Walking through the Selous, in the same way as Matthiessen did, is harder work than driving, and doesn’t provide the same number of ‘instant hit’ game sightings. But stick at it and sooner or later you will be rewarded, perhaps, with the electric excitement of creeping towards a young bull elephant browsing in a patch of miombo woodland, closer and closer until you can hear his stentorian breathing and see the little midges that cluster in the corner of his eyes. Brown mud is caked on his skin, the edges of his ears are delicately ragged, and still the distance shortens until the life force of him is right upon you, ears flapping suspiciously, and the camera becomes an imposition, an impossibility, an obstacle that must be laid aside in favour of simply gaping with a foolish grin and pounding heart…
The guides at Sand Rivers are the stars of the show. Their detailed understanding of the environment in which they work goes way beyond simply pointing their clients at the big, obvious game and sitting back satisfied. While driving around, they discuss animatedly between themselves the exact genetic mutation of an acacia ant or the precise markings of a marsh warbler, and their enthusiasm is infectious – soon you too begin to realise that a true study of any wild place must include not just large mammals but grasses, barks, micro-organisms and insects. This level of detail is what makes Sand Rivers so popular with repeat safari visitors – people who have ‘done’ the better-known parks, ticked off all the required species, and now want a more thoughtful, in-depth look at the never-ending interaction of life forms that makes an ecosystem like this tick.
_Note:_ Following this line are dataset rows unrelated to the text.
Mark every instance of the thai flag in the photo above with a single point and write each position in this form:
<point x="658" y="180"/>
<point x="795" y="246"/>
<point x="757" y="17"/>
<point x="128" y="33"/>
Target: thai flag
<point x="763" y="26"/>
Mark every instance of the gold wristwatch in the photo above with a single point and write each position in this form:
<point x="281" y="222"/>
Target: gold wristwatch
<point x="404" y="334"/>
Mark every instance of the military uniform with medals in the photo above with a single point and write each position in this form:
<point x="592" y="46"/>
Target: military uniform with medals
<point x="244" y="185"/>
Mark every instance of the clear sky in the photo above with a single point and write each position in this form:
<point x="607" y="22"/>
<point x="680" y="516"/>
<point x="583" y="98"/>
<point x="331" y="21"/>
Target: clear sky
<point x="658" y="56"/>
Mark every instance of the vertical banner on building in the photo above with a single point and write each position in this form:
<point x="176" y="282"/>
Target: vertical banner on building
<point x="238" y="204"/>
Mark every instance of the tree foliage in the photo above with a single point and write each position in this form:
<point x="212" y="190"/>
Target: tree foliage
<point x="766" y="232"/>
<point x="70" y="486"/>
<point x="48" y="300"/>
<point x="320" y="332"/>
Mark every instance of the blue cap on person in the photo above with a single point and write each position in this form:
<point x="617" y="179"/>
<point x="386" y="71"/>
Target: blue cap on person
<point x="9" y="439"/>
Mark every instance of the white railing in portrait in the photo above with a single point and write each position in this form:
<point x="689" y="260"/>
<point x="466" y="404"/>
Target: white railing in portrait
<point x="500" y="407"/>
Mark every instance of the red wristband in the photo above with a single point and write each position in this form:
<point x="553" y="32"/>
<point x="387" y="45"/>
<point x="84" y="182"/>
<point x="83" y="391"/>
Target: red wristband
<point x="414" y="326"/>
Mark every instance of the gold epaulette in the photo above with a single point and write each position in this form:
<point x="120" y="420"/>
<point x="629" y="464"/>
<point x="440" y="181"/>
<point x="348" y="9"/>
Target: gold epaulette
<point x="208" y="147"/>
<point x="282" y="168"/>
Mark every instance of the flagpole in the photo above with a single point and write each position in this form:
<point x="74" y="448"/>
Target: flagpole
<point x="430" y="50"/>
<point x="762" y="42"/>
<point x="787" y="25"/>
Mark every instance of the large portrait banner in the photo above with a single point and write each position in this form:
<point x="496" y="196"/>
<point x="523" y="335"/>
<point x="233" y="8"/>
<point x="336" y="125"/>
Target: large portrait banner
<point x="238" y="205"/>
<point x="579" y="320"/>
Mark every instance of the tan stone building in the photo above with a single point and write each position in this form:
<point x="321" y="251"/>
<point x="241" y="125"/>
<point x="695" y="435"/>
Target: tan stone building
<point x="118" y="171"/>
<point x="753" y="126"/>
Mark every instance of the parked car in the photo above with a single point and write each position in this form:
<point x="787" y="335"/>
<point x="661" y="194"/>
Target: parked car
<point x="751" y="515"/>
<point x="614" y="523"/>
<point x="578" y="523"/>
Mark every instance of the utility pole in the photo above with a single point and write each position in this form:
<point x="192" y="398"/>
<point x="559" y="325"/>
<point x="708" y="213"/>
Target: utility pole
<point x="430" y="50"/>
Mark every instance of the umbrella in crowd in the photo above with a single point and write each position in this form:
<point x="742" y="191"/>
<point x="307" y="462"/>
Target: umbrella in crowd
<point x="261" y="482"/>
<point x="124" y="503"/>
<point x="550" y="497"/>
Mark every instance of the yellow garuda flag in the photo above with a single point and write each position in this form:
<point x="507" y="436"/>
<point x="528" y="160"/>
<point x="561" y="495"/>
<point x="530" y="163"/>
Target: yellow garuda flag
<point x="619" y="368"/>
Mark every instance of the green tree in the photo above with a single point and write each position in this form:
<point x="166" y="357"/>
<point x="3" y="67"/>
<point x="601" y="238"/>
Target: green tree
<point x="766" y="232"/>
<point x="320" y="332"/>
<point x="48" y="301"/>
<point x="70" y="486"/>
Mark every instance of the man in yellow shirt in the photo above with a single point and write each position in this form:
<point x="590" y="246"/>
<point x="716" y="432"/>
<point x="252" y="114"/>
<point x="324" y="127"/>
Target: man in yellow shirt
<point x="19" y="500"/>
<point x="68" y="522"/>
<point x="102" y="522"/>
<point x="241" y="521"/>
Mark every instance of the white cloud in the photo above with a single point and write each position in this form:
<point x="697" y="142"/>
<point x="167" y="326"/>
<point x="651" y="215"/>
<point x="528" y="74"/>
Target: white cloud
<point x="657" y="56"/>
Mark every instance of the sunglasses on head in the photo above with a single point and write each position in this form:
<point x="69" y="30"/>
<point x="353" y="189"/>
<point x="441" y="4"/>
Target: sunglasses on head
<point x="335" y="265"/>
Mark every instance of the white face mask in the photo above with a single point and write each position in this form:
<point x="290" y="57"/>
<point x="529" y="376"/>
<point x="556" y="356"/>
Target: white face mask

After a walk, evening fly camps are another speciality – the orange flare of hurricane lamps and a burgeoning fire in the descending blue twilight, and a neat row of mosquito net squares set against the rolling hills and pink, lowering clouds. A little mirror hangs with a green towel next to your folding canvas washstand, and the shower is a khaki bag bulging with cool water slung over a low hanging tree branch, the Imperial Leather soap wedged conveniently into a hippo skull. A thousand miles of wilderness retreat from beyond the neat little loo seat set at the river’s edge.
But if all of this seems like rather an effort, you could always just prop yourself up on your private veranda for the day instead, with a bird book, a cold drink and your binoculars, and let the river present itself to you in panoramic Technicolor just beyond your toes, as the swifts dart in and out over your head. The Sand Rivers team are young and obliging; just let them know if you fancy a candlelit dinner for two on a sandbank, or a day marooned on an island with a cool box and a radio, and they’ll arrange it without a blink.
Finally, however you’ve chosen to spend your day in the Selous, you’re likely to feel very much as Peter Matthiessen described himself at the end of his trek in Sand Rivers:
‘Gazing out across the sweep of sunset water to the green plain of Africa beyond, I feel tired, warm and easy, and awash with content…’
Twenty-two years later, in the pink flare of your own sunset, you can sink up to your neck in Sand Rivers’ swimming pool, gaze at a hippo doing precisely the same in the river opposite, and reflect gratefully that Matthiessen’s gloomily predicted ‘Last Safari’ turned out to be nothing of the sort.